Cut (Unix)

From Wikipedia, the free encyclopedia

The correct title of this article is cut (Unix). The initial letter is shown capitalized due to technical restrictions.

cut is a Unix command which is typically used to extract a certain range of characters from a line, usually from a file.

[edit] Syntax

 cut [-b] [-c] [-f list] [-n] [-d delim] [-s] [file]

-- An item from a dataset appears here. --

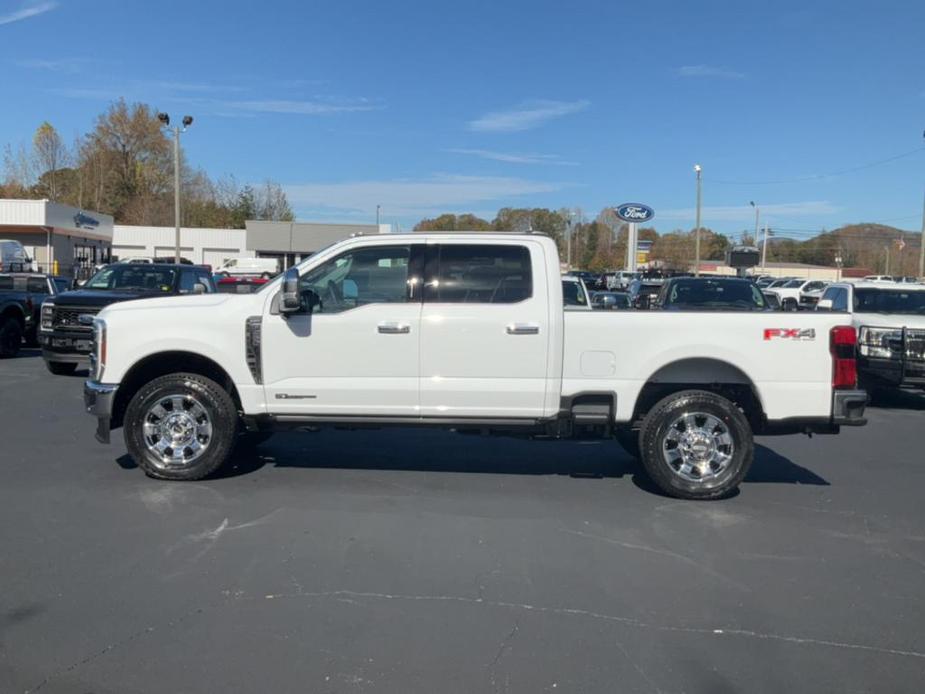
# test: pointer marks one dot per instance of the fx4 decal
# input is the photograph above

Flags which may be used include

-b
Bytes; a list following -b specifies a range of bytes which will be returned, e.g. cut -b1-66 would return the first 66 bytes of a line. NB If used in conjunction with -n, no multi-byte characters will be split. NNB. -b will only work on input lines of less than 1023 bytes
-c
Characters; a list following -c specifies a range of characters which will be returned, e.g. cut -c1-66 would return the first 66 characters of a line
-f
Specifies a field list, separated by a delimiter
list
A comma separated or blank separated list of integer denoted fields, incrementally ordered. The - indicator may be supplied as shorthand to allow inclusion of ranges of fields e.g. 4-6 for ranges 4–6 or 5- as shorthand for field 5 to the end, etc.
-n
Used in combination with -b suppresses splits of multi-byte characters
-d
Delimiter; the character immediately following the -d option is the field delimiter for use in conjunction with the -f option; the default delimiter is tab. Space and other characters with special meanings within the context of the shell in use must be enquoted or escaped as necessary.
-s
Bypasses lines which contain no field delimiters when -f is specified, unless otherwise indicated.
file
The file (and accompanying path if necessary) to process as input. If no file is specified then standard input will be used.